Experimental and Theoretical Investigation of the Na+ → Li+ Cation Exchange in Mordenite and Its Effect on CO2 Adsorption Properties

Anthropogenic CO2 emissions are the major drivers of global warming and climate change. The adsorption of CO2 is one of the strategies to mitigate these emissions. In this sense, different materials have been used as adsorbents as is the case of zeolites. In this work,experimental infrared and X-ray analyses together with DFT (Density Functional Theory)theoretical calculations were employed to study the adsorption of CO2 on mordenite zeolites (Na-MOR). Ion exchange followed by chemical analysis showed that the Na+ of Na-MOR was not completely substituted under the experimental conditions employed. The XRD (X-ray Diffraction) analysis indicated that Na+ exchanged for Li+ did not affect the crystallinity of the materials. The infrared results showed that CO2 interacted linearly with the sodium and lithium cations present in the main channel of the mordenite framework.
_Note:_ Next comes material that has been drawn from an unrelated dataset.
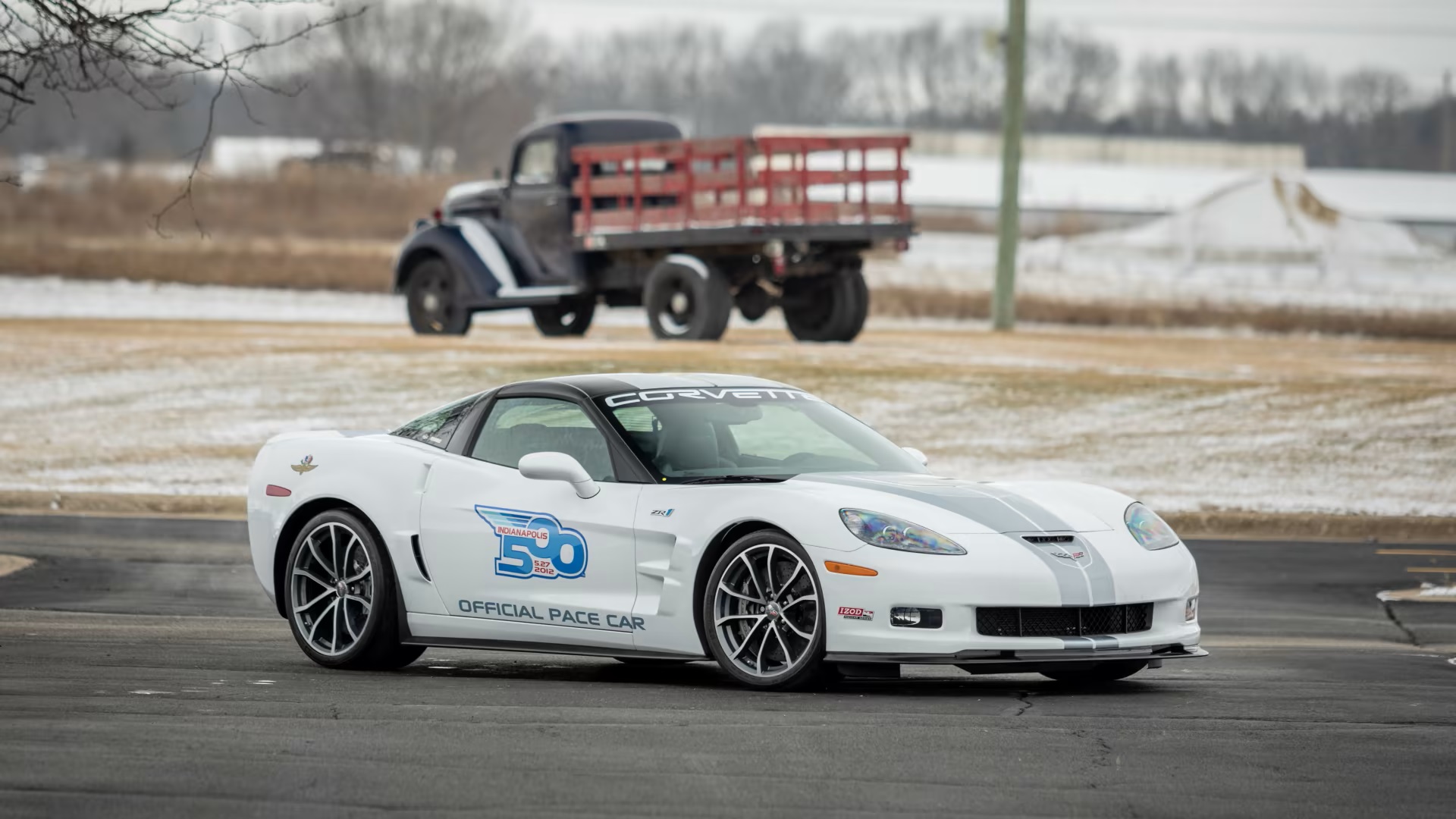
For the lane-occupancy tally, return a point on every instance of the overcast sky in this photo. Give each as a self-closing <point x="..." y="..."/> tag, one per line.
<point x="1414" y="37"/>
Sodium in dry samples favored the formation of carbonates and hydroxycarbonate species, as did the presence of low water content in the LixNa-MOR. The DFT periodical calculation of dehydrated mordenite models led to CO2 adsorption energies in the range of − 31.6 to − 34.2 kJ mol−1, with the highest adsorption energy found for sodium mordenite.The asymmetric stretching ν3 (CO2) vibration mode resulted intense and presented a shift which indicated a higher CO2 interaction of Na-MOR. The presence of some water molecules in the mordenite framework caused a decrease in the adsorption energy.